Following her conviction of grand larceny, Hardy was sentenced by the Circuit Court of Winston County to a term of five (5) years as an habitual offender under the provisions of Miss.Code Ann. § 99-19-81 (Supp.1984). That statute provides that for persons sentenced thereunder “such sentence shall not be reduced or suspended nor shall such person be eligible for parole or probation.”

Hardy contends that under the provisions of Miss.Code Ann. § 47-5-138 (Supp. 1984), she is entitled to some “good time”. That statute provides the State Board of Corrections shall adopt rules and regulations dealing with earned time allowances to offenders. Also it provides, inter alia, that “Such rules and regulations shall differentiate between habitual offenders for the purpose of awarding earned time.” The statute then goes on to define habitual offenders in a manner similar to that prescribed in § 99-19-81. Hardy contends that the provision quoted immediately above grants to her some “good time” and ■that she should be awarded that time and released early. She relies heavily upon the argument that ambiguities in penal statutes shall be resolved in favor of the offender.

There is no conflict between § 99-19-81 and § 47-5-138. Moreover, Miss. Code Ann. § 47-5-139(7) (Supp.1985), provides: “No inmate in any event shall have his sentence terminated by administrative earned time action until he is eligible for parole as provided in Title 47, Chapter 7, Mississippi Code of 1972.” Miss.Code Ann. § 47-7-3(l)(a) (Supp.1984), provides: “No prisoner convicted as a confirmed and habitual criminal under the provisions of sections 99-19-81 through 99-19-87 shall be eligible for parole; ...”

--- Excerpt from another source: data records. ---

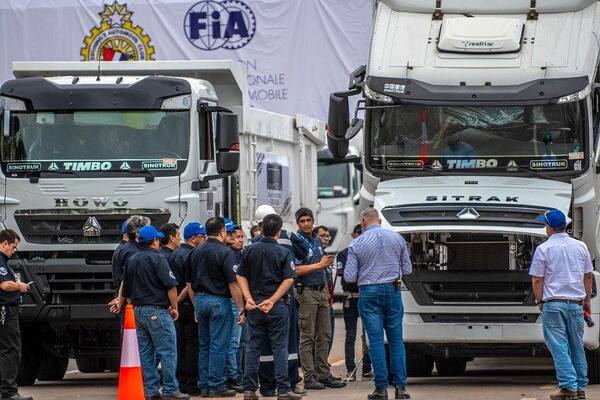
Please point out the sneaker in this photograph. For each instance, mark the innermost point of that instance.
(401, 393)
(176, 396)
(289, 396)
(250, 395)
(367, 376)
(378, 395)
(564, 394)
(224, 393)
(313, 384)
(334, 383)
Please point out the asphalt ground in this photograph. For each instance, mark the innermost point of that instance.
(488, 379)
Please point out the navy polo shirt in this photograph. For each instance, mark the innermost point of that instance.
(340, 264)
(122, 253)
(311, 246)
(148, 278)
(212, 268)
(266, 264)
(179, 264)
(7, 274)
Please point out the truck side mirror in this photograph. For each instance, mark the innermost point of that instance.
(337, 125)
(228, 143)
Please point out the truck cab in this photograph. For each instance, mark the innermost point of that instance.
(477, 120)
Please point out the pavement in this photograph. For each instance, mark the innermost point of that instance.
(488, 379)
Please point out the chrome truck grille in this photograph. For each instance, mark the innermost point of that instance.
(76, 226)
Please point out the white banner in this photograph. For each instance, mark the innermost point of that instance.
(295, 51)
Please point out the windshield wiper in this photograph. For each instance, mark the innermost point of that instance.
(148, 175)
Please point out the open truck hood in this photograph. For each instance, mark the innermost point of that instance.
(473, 204)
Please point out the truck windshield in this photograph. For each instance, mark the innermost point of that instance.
(445, 138)
(334, 180)
(94, 141)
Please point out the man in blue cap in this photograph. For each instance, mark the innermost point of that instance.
(152, 287)
(562, 279)
(194, 235)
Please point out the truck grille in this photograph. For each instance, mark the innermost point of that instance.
(66, 226)
(446, 214)
(469, 287)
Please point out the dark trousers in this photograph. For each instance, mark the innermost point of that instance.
(273, 328)
(187, 347)
(10, 350)
(266, 373)
(351, 315)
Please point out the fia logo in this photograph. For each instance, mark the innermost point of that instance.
(212, 25)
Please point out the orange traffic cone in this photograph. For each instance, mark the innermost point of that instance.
(131, 386)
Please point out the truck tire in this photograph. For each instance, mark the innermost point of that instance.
(53, 368)
(29, 367)
(451, 366)
(593, 360)
(418, 364)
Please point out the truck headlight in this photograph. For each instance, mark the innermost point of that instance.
(582, 94)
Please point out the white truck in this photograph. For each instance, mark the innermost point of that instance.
(478, 117)
(85, 145)
(339, 186)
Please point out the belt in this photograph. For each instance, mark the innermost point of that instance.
(318, 287)
(580, 302)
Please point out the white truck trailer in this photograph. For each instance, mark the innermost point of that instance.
(85, 145)
(478, 117)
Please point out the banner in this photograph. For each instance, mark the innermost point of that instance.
(295, 52)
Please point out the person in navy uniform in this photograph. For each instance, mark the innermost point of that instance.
(265, 275)
(186, 326)
(266, 372)
(152, 288)
(171, 241)
(312, 294)
(211, 279)
(10, 334)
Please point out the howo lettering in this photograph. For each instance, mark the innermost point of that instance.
(505, 130)
(77, 163)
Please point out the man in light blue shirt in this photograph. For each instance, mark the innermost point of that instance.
(377, 260)
(562, 278)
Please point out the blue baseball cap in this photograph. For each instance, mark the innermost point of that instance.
(148, 233)
(229, 225)
(554, 218)
(193, 229)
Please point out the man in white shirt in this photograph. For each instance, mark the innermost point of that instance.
(561, 272)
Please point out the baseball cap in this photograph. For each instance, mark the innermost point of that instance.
(193, 229)
(148, 233)
(554, 218)
(229, 225)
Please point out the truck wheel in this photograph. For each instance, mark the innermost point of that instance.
(53, 367)
(418, 364)
(451, 366)
(30, 365)
(593, 359)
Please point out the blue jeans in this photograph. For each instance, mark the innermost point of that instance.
(563, 333)
(234, 345)
(351, 321)
(381, 309)
(273, 328)
(157, 340)
(214, 333)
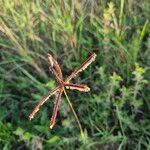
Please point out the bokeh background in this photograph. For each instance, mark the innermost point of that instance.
(115, 114)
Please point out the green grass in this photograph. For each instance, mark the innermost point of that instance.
(115, 114)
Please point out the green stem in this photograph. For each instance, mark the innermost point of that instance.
(73, 111)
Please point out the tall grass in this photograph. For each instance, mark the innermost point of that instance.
(115, 114)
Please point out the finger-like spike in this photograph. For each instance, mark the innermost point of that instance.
(82, 67)
(79, 87)
(55, 110)
(45, 98)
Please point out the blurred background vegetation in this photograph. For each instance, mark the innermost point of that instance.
(115, 114)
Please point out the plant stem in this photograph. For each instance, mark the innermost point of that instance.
(73, 111)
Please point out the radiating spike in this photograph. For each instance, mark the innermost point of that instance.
(82, 67)
(45, 98)
(55, 110)
(79, 87)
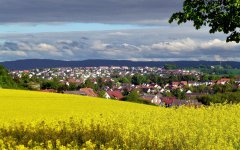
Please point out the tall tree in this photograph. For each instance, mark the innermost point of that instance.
(219, 15)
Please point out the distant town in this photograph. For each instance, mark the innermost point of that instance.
(166, 86)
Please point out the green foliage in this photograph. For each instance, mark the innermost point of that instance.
(231, 97)
(219, 15)
(6, 81)
(138, 79)
(170, 66)
(179, 94)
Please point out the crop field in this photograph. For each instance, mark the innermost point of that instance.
(36, 120)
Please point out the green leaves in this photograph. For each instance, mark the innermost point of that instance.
(219, 15)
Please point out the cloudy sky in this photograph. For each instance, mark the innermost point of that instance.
(106, 29)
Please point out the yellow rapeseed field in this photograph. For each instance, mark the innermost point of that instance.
(35, 120)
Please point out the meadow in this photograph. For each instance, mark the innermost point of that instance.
(36, 120)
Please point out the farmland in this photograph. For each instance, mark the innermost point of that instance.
(36, 120)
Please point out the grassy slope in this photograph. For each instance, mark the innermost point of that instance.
(113, 123)
(28, 105)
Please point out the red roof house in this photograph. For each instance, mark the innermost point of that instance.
(115, 94)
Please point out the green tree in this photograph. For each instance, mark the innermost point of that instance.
(138, 79)
(170, 66)
(133, 96)
(219, 15)
(6, 80)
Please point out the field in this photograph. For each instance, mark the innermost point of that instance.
(35, 120)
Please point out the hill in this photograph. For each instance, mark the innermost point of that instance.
(36, 120)
(46, 63)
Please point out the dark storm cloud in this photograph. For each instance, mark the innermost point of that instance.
(149, 44)
(103, 11)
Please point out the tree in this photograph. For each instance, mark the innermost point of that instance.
(219, 15)
(6, 81)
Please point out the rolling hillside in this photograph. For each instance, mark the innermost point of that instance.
(36, 120)
(47, 63)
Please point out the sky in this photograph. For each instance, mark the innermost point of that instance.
(135, 30)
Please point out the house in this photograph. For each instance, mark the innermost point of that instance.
(167, 101)
(49, 90)
(88, 92)
(189, 92)
(223, 81)
(107, 96)
(115, 94)
(155, 99)
(175, 84)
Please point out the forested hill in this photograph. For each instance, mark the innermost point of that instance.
(47, 63)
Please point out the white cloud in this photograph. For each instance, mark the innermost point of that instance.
(178, 45)
(99, 45)
(119, 34)
(189, 44)
(15, 53)
(45, 47)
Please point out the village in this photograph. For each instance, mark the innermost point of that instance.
(170, 87)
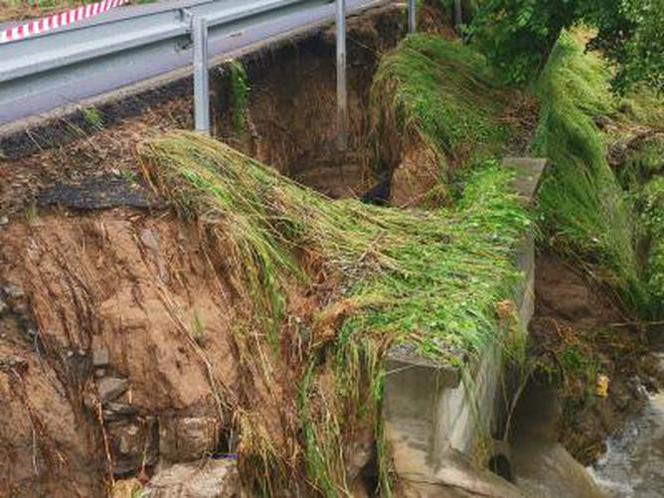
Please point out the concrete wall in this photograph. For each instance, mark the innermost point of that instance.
(432, 413)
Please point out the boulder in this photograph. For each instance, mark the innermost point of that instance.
(182, 439)
(207, 479)
(133, 444)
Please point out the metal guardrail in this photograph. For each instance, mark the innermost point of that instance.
(67, 66)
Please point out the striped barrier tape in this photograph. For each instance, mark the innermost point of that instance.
(45, 24)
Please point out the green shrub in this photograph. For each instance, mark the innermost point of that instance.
(584, 214)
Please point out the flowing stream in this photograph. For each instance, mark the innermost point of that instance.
(633, 466)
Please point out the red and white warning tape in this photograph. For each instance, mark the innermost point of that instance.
(45, 24)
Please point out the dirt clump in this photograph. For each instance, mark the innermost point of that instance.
(112, 322)
(580, 334)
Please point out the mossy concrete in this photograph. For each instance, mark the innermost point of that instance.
(435, 412)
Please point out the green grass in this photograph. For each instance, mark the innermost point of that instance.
(430, 280)
(651, 201)
(584, 214)
(440, 94)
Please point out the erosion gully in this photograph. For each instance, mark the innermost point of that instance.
(292, 101)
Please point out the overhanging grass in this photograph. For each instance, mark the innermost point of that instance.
(431, 280)
(651, 200)
(441, 94)
(584, 213)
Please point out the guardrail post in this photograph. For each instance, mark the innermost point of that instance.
(412, 16)
(201, 75)
(458, 14)
(342, 96)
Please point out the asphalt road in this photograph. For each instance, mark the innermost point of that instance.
(40, 101)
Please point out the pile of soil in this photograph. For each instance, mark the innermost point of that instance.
(578, 334)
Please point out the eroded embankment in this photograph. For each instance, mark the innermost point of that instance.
(256, 322)
(598, 301)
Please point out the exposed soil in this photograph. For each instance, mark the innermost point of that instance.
(578, 334)
(120, 282)
(119, 345)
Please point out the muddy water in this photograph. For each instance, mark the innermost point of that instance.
(633, 466)
(542, 468)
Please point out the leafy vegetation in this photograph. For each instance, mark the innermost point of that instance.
(429, 280)
(584, 212)
(519, 35)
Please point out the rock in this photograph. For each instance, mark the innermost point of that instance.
(212, 479)
(100, 357)
(133, 444)
(183, 439)
(111, 388)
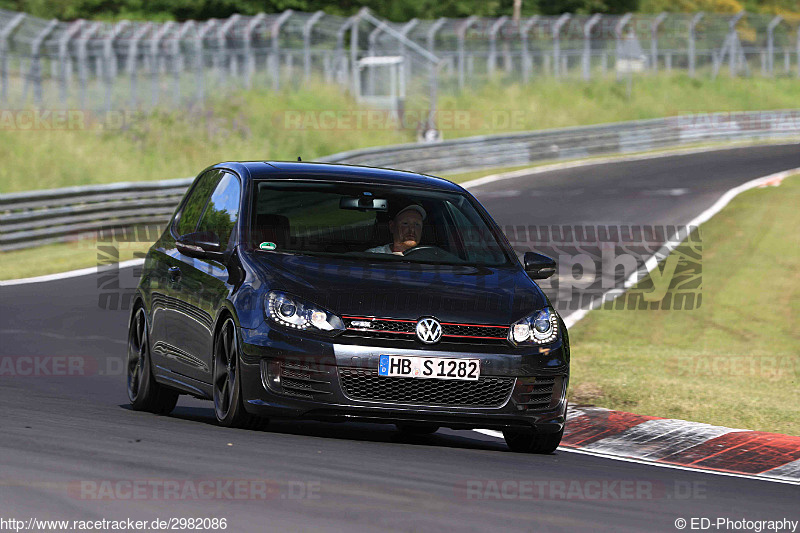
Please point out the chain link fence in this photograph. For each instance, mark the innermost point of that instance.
(141, 65)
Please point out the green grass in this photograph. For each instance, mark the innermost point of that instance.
(62, 257)
(262, 125)
(735, 361)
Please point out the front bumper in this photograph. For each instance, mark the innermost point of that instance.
(315, 368)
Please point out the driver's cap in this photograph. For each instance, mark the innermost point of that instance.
(412, 207)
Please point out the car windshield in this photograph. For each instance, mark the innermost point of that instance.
(372, 222)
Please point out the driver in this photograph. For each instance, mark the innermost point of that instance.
(406, 230)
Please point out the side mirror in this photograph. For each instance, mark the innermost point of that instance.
(201, 244)
(539, 266)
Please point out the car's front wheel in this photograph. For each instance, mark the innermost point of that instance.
(144, 393)
(528, 441)
(228, 402)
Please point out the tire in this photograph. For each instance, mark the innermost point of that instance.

Cooper v. State, 439 So.2d 1277 (Miss.1983), held that:

Earned time for good conduct and performance only applies to those inmates *942who at some time are eligible for parole as specifically provided for under section 47-5-139(7) ...
In our opinion, since appellant is not entitled to parole because he must serve his full ten-year sentence (section 47-7-3(d)), he is likewise not entitled to be credited with good time that he might otherwise have earned (section 47-5-139(7)).

See also Tiller v. State, 440 So.2d 1001 (Miss.1983).

The trial court correctly held that “... petitioner is entitled to no relief regardless of what rules might have been promulgated by the penal authorities in reference to earned time awarded to habitual offenders.” Petitioner was not entitled to the relief sought as a matter of law. For that reason, an evidentiary hearing on the allegations of the petition for habeas corpus would have been a waste of judicial time.

The judgment of the Lower Court is affirmed.

AFFIRMED.

All Justices concur.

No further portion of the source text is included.